Soy perfectamente consciente del problema y el primer interesado en
solucionarlo. Lo importante ahora es definir mi estrategia para
hacerlo. Por enésima vez, memorizo los horarios de autobuses,
calculo los kilómetros exactos de trayecto y me cercioro de que no
existe alternativa alguna. Seguro de mi planteamiento, decido
madrugar aún más, pese a que ello suponga desayunar sólo en mi
casa y renunciar por completo a la ayuda que suelen ofrecerme mi
madre y mi hermano. Mi abuelo siempre me repetía aquello de que el
que algo quiere, algo le cuesta. Así que el hecho de dormir media
hora menos no debería suponer un obstáculo para mi ansiado
objetivo. Con cierto resquemor me dirijo hacia mi querido
despertador, dispuesto a adelantar la hora que dará comienzo a mi
nuevo día, cuando mi hermano hace acto de presencia en el cuarto.
- Oye, ¿qué tal? - me pregunta con cierto aire de preocupación reflejado en su cara.
- Aquí, viendo a ver a qué hora me levanto mañana.
- ¿No te habrá molestado algo de lo que te he dicho, no? Es que me he dado cuenta de que en cuanto has podido, te has desmarcado para encerrarte en tu cuarto.
- No te preocupes, ya sé que todo lo que me decís es por mi bien. Pero hay veces que me resulta demasiado repetitivo escuchar, una y otra vez, lo inútil que puedo llegar a ser. Yo no me veo como vosotros lo hacéis. Sé que soy especial, pero me niego a pensar que lo único que me queda es resignarme y aguantar. Lo siento, pero no. Ya me conoces.
- Y tanto que lo sé. Eres muy cabezón. Eso sí, puedes estar tranquilo, nosotros te queremos tal y cómo eres. Por más que nos duela ver cómo te empeñas en algo que te puede llegar a dañar. Cursiladas aparte, no pienso dejar que nadie se ría de ti o que el maldito director te trate como si no valieras nada.
- No. No te equivoques. No tengo ningún problema con el director. No olvides que fui yo el que le pidió que me tratara así. Ahí fuera, la única forma de sobrevivir es coger al toro por los cuernos, ya lo sabes. Lo malo es que no te voy a negar que, a veces, me cuesta mantenerme en mi posición.
- Me imagino. Sólo te lo voy a decir una vez, ¿vale? ¿Quieres venirte mañana conmigo para garantizar que llegas a tu hora? Creo que te vendría bien ganar algo de tiempo y que se relajen un poco los ánimos por el “insti”.
- Tienes razón, pero ya he decidido que voy a madrugar más, precisamente para evitar cualquier riesgo.
- Mira que eres, ¡eh! Como quieras. Si lo que quieres es poner las calles, bien. Pero, ¿por qué no me dejas, al menos, que te acompañe? Así podré ayudarte en un caso extremo.
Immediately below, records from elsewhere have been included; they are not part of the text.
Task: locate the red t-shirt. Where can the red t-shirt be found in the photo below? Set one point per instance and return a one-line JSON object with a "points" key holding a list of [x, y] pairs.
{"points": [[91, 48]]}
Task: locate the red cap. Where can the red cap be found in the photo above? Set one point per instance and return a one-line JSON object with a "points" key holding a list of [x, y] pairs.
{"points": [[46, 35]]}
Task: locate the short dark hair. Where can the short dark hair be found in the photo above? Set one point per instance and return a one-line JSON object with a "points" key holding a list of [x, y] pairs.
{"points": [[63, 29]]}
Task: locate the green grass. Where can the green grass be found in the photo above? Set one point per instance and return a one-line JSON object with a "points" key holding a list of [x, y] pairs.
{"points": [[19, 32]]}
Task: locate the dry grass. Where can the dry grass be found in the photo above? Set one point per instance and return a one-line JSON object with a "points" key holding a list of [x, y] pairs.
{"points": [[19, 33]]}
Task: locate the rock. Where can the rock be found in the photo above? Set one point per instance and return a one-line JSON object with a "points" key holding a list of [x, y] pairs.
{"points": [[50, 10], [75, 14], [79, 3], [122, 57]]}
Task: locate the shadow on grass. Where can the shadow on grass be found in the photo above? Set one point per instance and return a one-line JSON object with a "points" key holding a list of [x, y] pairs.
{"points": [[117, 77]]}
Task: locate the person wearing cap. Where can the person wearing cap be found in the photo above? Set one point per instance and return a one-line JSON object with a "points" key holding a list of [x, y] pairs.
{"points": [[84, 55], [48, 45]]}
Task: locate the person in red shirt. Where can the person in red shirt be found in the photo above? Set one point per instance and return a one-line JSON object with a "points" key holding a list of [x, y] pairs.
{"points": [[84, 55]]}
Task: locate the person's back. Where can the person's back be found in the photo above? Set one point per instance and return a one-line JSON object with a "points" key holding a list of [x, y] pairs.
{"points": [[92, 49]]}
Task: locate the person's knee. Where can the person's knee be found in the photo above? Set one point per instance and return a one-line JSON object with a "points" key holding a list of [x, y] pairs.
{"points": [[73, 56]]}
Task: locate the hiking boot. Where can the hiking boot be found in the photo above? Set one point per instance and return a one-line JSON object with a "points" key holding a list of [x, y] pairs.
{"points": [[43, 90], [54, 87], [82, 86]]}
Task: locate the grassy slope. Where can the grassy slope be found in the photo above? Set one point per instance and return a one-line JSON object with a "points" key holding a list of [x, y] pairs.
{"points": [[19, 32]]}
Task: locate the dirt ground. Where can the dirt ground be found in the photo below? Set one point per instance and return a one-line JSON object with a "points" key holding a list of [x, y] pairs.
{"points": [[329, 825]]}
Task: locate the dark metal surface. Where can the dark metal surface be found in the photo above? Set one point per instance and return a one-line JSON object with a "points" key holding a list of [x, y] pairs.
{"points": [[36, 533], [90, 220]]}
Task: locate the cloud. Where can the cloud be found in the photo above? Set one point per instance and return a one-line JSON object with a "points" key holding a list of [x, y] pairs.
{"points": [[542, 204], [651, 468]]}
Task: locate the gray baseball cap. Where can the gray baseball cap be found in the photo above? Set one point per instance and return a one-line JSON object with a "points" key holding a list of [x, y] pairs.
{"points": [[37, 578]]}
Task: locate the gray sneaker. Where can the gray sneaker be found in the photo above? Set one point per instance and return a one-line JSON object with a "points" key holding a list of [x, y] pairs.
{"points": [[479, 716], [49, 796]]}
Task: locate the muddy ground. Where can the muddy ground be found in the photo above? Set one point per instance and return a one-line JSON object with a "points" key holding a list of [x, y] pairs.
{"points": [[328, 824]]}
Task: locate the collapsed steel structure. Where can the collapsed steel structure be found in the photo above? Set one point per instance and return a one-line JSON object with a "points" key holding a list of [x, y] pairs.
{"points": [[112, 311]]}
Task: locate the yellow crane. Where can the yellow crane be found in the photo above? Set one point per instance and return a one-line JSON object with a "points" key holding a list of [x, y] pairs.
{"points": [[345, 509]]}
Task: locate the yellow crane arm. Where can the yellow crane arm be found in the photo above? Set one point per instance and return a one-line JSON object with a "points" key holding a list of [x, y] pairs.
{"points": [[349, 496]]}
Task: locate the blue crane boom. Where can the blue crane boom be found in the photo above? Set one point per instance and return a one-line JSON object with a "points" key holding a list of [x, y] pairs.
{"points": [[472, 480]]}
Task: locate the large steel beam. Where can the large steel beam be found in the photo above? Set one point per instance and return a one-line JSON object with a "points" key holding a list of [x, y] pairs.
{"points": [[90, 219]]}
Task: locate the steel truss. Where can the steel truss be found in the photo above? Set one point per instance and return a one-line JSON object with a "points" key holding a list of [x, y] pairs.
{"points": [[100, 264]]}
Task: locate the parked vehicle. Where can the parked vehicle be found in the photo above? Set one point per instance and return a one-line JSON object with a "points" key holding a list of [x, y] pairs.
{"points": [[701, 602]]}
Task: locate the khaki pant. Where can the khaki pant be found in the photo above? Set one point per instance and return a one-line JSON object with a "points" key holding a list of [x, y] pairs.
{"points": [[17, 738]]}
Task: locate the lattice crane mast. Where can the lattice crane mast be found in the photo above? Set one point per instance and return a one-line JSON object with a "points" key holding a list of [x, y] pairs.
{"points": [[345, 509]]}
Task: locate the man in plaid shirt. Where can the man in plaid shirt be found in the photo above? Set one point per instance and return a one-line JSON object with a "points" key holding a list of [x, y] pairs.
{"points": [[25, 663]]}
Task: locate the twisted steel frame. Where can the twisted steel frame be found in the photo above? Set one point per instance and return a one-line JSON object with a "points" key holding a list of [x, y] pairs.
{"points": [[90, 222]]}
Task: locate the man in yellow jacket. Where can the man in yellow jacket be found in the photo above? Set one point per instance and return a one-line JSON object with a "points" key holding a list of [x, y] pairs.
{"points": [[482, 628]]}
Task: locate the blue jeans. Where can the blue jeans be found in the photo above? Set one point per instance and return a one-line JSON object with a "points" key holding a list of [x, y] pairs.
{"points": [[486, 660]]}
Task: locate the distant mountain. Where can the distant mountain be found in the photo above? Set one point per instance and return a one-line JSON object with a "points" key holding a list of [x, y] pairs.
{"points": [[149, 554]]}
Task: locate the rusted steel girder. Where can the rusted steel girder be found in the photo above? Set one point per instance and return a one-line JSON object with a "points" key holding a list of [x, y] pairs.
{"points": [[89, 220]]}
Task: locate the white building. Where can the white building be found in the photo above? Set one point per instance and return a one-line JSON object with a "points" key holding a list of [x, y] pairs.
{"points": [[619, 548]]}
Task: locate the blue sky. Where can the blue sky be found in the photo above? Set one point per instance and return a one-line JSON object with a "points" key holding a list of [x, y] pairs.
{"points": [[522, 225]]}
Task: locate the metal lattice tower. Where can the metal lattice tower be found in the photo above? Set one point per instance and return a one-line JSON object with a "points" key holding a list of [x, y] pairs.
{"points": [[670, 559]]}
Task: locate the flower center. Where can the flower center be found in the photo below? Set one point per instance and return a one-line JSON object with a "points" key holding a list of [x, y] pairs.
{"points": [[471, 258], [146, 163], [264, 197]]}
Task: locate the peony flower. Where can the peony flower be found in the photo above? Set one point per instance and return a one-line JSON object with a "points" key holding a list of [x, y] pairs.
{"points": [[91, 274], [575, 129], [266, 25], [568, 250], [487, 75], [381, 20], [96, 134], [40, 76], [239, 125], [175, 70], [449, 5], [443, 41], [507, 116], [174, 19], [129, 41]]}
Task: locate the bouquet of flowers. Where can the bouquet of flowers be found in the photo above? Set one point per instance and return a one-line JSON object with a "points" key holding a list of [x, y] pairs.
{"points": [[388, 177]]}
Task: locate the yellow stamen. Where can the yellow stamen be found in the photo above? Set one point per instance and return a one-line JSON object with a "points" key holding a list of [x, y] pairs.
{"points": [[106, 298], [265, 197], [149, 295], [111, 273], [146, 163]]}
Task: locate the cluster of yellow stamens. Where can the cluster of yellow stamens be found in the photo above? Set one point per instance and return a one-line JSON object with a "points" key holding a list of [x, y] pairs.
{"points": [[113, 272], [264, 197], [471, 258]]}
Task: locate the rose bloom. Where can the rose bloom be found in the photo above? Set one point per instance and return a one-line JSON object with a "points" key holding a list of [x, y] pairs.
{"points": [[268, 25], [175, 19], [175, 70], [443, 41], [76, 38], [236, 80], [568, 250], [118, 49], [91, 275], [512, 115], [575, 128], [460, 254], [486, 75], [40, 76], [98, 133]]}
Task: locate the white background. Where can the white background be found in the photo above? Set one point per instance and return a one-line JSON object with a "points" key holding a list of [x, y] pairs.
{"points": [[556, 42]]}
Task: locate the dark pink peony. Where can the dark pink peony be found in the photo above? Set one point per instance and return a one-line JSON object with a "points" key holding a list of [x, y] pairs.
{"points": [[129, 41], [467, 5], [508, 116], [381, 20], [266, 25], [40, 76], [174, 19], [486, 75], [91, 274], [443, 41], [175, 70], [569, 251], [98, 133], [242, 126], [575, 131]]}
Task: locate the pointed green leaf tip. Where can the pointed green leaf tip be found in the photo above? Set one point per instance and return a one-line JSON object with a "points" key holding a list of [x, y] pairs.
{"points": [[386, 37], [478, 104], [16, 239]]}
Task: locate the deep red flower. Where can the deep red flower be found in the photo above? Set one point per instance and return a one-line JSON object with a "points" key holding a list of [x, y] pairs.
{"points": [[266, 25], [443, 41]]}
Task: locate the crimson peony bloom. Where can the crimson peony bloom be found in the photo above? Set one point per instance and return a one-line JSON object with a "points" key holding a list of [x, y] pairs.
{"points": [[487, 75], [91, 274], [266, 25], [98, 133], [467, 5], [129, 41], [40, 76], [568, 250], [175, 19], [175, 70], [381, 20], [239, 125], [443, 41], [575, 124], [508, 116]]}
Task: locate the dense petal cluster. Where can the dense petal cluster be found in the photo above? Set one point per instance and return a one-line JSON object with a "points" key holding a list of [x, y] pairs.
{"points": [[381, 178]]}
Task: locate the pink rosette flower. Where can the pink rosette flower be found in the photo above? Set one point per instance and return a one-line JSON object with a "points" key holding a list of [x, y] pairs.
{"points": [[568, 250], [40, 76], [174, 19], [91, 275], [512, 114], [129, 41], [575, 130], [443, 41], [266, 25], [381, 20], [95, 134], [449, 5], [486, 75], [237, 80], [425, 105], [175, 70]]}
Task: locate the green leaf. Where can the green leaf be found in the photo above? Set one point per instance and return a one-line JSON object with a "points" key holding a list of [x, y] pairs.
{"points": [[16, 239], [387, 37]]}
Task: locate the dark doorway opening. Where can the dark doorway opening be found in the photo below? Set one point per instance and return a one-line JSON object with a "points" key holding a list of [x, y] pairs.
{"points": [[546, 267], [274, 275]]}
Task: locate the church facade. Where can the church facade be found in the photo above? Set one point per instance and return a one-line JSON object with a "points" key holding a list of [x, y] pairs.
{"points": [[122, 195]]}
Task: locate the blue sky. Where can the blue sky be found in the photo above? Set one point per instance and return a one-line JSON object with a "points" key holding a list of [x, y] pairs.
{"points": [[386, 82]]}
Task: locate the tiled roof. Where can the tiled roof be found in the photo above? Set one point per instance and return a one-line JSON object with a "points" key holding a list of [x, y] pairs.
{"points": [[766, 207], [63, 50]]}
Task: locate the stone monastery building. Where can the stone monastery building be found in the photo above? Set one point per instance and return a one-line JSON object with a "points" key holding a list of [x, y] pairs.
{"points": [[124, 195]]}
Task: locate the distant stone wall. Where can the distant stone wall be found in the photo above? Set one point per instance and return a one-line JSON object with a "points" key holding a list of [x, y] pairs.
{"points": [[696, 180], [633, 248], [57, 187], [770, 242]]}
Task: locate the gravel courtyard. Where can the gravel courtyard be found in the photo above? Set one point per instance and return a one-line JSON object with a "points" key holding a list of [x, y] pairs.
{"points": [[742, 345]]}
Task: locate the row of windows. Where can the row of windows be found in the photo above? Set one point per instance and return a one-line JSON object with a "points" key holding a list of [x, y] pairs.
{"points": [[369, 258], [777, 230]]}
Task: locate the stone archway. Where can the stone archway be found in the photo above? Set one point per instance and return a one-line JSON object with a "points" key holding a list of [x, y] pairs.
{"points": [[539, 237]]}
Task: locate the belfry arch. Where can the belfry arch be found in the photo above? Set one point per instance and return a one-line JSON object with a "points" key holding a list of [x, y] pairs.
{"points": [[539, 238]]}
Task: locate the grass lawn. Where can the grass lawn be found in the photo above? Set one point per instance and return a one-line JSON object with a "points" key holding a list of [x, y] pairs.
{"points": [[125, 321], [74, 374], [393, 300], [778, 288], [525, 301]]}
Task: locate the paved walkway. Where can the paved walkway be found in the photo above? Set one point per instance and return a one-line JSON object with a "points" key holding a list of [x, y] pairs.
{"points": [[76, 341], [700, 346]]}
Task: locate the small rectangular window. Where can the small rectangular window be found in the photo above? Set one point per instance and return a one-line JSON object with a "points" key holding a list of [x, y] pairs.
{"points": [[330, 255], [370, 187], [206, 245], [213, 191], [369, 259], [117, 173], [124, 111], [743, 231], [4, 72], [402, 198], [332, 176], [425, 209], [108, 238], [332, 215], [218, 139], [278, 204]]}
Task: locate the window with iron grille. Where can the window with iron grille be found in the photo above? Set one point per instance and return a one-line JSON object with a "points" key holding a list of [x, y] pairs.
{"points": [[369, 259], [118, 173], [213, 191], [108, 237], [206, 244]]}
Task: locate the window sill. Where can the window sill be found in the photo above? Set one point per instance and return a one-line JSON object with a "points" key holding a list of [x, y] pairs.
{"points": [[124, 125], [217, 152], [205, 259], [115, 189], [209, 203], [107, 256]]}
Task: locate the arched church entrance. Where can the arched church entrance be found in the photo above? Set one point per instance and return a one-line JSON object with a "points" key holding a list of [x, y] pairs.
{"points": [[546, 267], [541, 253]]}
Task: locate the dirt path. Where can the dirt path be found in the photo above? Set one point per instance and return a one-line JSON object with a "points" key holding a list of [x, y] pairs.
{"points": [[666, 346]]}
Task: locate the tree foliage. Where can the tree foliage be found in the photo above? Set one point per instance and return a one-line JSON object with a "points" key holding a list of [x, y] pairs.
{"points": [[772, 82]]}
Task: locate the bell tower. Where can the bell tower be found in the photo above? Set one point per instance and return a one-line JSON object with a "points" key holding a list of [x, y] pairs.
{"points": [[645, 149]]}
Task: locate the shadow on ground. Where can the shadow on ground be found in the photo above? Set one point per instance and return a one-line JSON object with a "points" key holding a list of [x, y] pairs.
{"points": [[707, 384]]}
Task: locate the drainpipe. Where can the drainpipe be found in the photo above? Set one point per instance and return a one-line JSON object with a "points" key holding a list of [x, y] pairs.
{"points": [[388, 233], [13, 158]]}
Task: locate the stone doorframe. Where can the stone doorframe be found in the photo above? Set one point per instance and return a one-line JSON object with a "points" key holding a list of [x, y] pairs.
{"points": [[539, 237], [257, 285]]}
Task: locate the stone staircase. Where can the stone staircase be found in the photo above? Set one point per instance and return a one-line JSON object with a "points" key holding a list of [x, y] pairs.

- Te lo agradezco, de verdad. Pero en eso he de mantenerme firme. Voy a llegar puntual y, además, voy a hacerlo sólo. No porque no quiera que vengas, que me encantaría, sino por demostrarme que soy capaz. Lo necesito. Aún así, valoro mucho todo lo que estás haciendo por mí. No sé si podré devolvértelo algún día, pero gracias.
- No me seas “nenaza”. ¿Para qué estamos los hermanos pequeños? Ya me cansé de hacer el papel del hermano “tocapelotas”. Ahora prefiero ser el hermano confidente. Jaja. Por cierto, ahora que estamos solos. ¿Me ha parecido ver hoy en tu clase un “pivón”? No estarás haciendo todo esto para ganártela, ¿no? - momento en el cual su rostro abandona su versión más preocupada y maternal para tornarse en socarrona y desenfadada, propia del hermano pequeño que es.
- Jajaja. ¡Qué tonto eres! No sé de quién me hablas. Te recuerdo que hasta ahora, las únicas personas que conozco en el instituto, son nuestro querido director y su simpática secretaria. La cual, por cierto, me gustaría señalar antes de que me digas nada, que tiene la edad de mamá. ¡Que ya te veía venir! - confío en que haya logrado disimular la vergüenza que mis mejillas se empeñan en revelar.
- Lo que tu digas, pero la niña esa es como para que hagas un esfuerzo. Y si no, fíjate mañana y me dices. Jajaja. Bueno, te dejo que voy a hablar con Rocío. Me toca cumplir o seré yo mañana el que tenga problemas.
- Valiente calzonazos estás hecho. ¡Anda sí! Mejor será que te largues. Jajaja. Buenas noches.
- Buenas noches. - responde ofreciéndome como despedida un sentido y cálido abrazo, al cual correspondo orgulloso.